3. The reactivity and toxicity of planetary regolith: Silicate minerals that have been mechanically pulverized by impact processes on planetary bodies have surfaces that are populated by broken, highly reactive, cation-oxygen bonds. These broken bonds generate reactive oxygen species (e.g., OH ˙, O 2 ˙ - , and H 2O 2) and O 2 when contacted by liquid water or water vapor. The reactivity of quartz has been well studied by medical researchers and toxicologists, as it bears directly on the causes behind silicosis. However, the reactivity of mineral phases on basaltic planetary bodies such as the Moon is little studied, and requires further exploration to assess the potential toxicity of planetary regolith to astronauts. We are exploring this theme through the recently selected Stony Brook node of the Solar System Virtual Exploration and Research Institute (SSERVI), led by Professor Timothy Glotch.

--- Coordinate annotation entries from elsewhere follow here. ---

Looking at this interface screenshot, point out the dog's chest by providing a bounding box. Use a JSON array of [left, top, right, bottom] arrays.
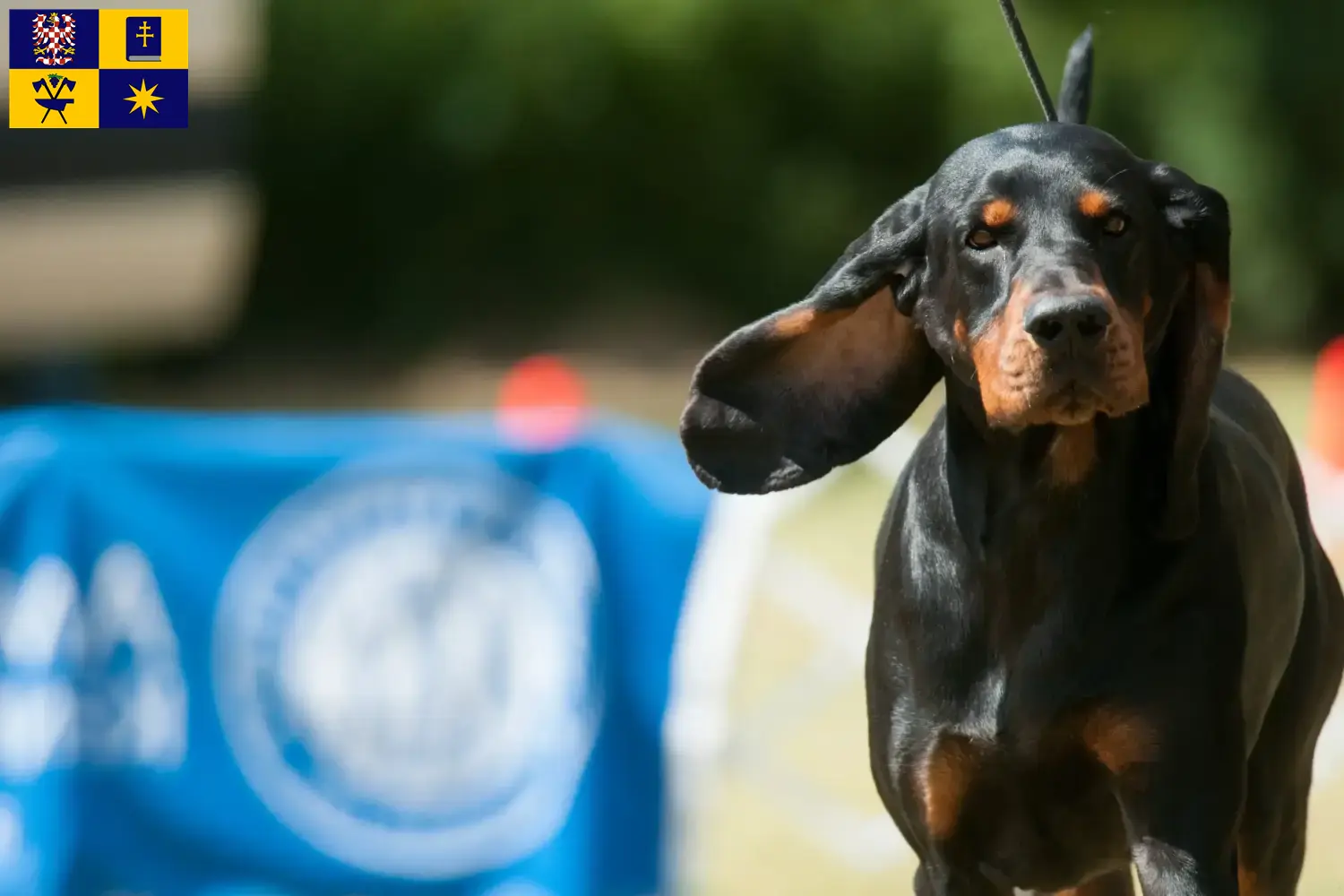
[[909, 669, 1153, 891]]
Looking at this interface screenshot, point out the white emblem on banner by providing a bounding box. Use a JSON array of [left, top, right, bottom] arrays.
[[214, 469, 599, 879]]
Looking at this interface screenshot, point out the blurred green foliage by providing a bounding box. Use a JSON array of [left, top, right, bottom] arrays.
[[242, 0, 1344, 350]]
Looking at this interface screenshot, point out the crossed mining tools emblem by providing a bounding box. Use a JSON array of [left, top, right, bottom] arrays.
[[32, 73, 75, 125]]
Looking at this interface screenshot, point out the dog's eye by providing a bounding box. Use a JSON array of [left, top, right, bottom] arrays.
[[967, 227, 999, 248]]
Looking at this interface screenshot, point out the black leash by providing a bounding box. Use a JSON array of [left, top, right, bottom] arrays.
[[999, 0, 1059, 121]]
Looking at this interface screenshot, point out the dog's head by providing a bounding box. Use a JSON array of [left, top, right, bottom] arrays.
[[682, 122, 1230, 536]]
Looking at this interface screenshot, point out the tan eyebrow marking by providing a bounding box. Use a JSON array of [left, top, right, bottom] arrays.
[[1078, 189, 1110, 218], [980, 199, 1018, 227]]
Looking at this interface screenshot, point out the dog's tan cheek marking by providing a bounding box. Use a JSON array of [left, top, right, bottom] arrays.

4. Experimental Aqueous Geochemistry: Our group uses an experimental approach in which Martian fluid conditions are constrained based on whether experimentally precipitated minerals (or mineral assemblages) provide a match to mineralogical and geochemical observations from the surface of Mars. Starting in 2018, we will be conducting mineral precipitation experiments at room temperature under anoxic conditions in a CO 2-purged anaerobic chamber order to approximate atmospheric conditions on the early Martian surface. Room temperature experimentation, while an admittedly imperfect match to the full potential range of surface environmental temperatures, has many benefits: (i) experimental simplicity, (ii) reasonably rapid rates of reaction, (iii) enables comparisons to thermodynamic databases of aqueous speciation and mineral saturation, which typically have maximum information content for STP conditions. Within this broad set of constraints, we will be pursuing three main themes of investigation:
Explore the conditions and rates of Fe-oxidation by ultraviolet light under anoxic conditions.
Investigate the behavior of select trace metals in Martian surface water bodies in the presence of experimentally precipitated Fe-oxide minerals.
Investigate the uptake of boron in Fe-carbonate.